The original Latin word "hybrida" means the "offspring of a tame sow and wild boar, child of a freeman and slave," according to its centuries-old definition. But the fourth annual Hybrid Art Exhibition, now showing at Moscow's Manezh, finds itself with "hybrid" in the title primarily because it is Lexus' show.
Excusing the front-and-center plug therein for the luxury car manufacturer, the show stands out as a fine experience that is a hybrid of, on one hand, typically esoteric modern art posturings, and on the other, altogether fabulous technology showpieces.
You know you're in the presence of good technology when it intimidates you. Such is the case with Julius Von Bismark's "Mirror Perpendicular to the Bisectrix Between Two Pairs of Eyes." It is a dance-floor-sized circlet of twelve AI-wired vanity mirrors on poles.
When you walk up to one of the mirror discs, it moves using facial-recognition technology to avert itself from your eyes and simultaneously seeks out another pair of eyes in the room. It holds this angle, and you find yourself locking eyes with another visitor. It is impossible to see your own reflection, only the reflection of the person in whose gaze you became trapped. Very enjoyable, especially if you can deploy a good wink.

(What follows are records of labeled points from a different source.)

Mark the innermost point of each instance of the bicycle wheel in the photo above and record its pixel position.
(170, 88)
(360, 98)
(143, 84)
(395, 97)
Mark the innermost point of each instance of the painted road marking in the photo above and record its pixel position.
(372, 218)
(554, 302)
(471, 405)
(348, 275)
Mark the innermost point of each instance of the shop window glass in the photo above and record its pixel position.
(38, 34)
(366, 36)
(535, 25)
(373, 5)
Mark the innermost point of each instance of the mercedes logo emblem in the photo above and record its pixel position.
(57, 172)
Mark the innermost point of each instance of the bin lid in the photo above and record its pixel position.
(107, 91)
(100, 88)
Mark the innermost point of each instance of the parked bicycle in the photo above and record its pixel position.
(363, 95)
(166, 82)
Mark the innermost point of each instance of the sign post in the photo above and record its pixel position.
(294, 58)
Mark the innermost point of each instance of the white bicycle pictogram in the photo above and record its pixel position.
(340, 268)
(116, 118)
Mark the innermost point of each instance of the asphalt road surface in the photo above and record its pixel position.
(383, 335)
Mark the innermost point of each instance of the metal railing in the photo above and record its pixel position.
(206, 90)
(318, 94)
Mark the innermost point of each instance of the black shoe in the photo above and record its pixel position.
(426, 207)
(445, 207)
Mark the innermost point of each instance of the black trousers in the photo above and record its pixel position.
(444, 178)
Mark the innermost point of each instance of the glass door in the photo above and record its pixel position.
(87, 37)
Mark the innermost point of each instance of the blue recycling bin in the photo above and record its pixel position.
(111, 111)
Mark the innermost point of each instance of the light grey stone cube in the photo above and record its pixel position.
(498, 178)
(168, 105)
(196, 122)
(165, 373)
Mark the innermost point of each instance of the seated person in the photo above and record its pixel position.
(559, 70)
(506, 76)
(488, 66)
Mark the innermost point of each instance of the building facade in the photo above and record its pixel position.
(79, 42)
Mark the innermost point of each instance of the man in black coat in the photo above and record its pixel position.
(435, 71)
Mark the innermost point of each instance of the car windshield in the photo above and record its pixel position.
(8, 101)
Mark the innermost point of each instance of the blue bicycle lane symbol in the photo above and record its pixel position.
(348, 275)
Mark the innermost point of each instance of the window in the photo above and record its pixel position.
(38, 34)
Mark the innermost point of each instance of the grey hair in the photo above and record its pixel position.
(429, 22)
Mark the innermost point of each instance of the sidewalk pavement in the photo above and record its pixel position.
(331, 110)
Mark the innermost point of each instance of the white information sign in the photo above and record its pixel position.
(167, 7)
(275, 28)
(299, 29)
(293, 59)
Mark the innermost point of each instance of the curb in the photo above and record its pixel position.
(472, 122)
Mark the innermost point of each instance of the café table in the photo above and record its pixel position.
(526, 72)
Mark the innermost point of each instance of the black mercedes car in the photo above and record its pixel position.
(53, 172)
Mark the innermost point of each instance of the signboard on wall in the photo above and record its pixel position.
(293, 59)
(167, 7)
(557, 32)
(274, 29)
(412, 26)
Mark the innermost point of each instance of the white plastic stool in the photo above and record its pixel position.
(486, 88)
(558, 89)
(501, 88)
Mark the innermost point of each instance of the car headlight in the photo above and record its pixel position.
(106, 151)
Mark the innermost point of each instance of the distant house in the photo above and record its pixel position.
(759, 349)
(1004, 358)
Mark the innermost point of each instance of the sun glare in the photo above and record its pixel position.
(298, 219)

"Materialization — Materialization" is just a sunken water feature, the size of a hot tub, in which multi-colored humanoid images fade in and out of projection underwater. Bypass this unless you've just watched the Lexus / Weinstein Company short film "Pupil," which screens at the exhibition, because there's a great synergy here.
"Pupil" screens along with some other great shorts on loop at the pop-up cinema by the entrance. There's so much standing and slow-shuffling at exhibitions that your legs invariably fatigue, and all benefit from a sit-down element. The quality of what plays here is terrific, in particular the istochnik (fountain)-themed "A Better Tomorrow."
"Crystal" is an arrangement of about a hundred matchbox-sized crystal-encrusted LED candles laid out on the ground. The contrivance here that if you stand near them, they light up. Pick them up, and they lose their charge. In the dimmed-lighting of the hall, they are charming, with a slight religious bent, given that placing them down on the mat is akin to lighting a church candle.
One visitor picked up and arranged a few of them into a heart shape, spelling out two sets of initials on either side of the heart. I can only assume the initials included were those of his female companion who, behind him, tempered embarrassment with delight.
In 1962, Khrushchev walked along this same Manezh hall floor space and derided nonconformist art as degenerate art, working himself into a fury and threatening the deportation of modern artists present in the room who didn't pursue a straightforward appeal to workers and peasants. "The Color of Shadow" is anything but straightforward and would induce similar distaste. The viewer stands in front of a wall of color, and, as if stepping into Bond film opening credits, their on-screen silhouette melts and changes shade in psychedelic freshness using the motion-sensitive projection content.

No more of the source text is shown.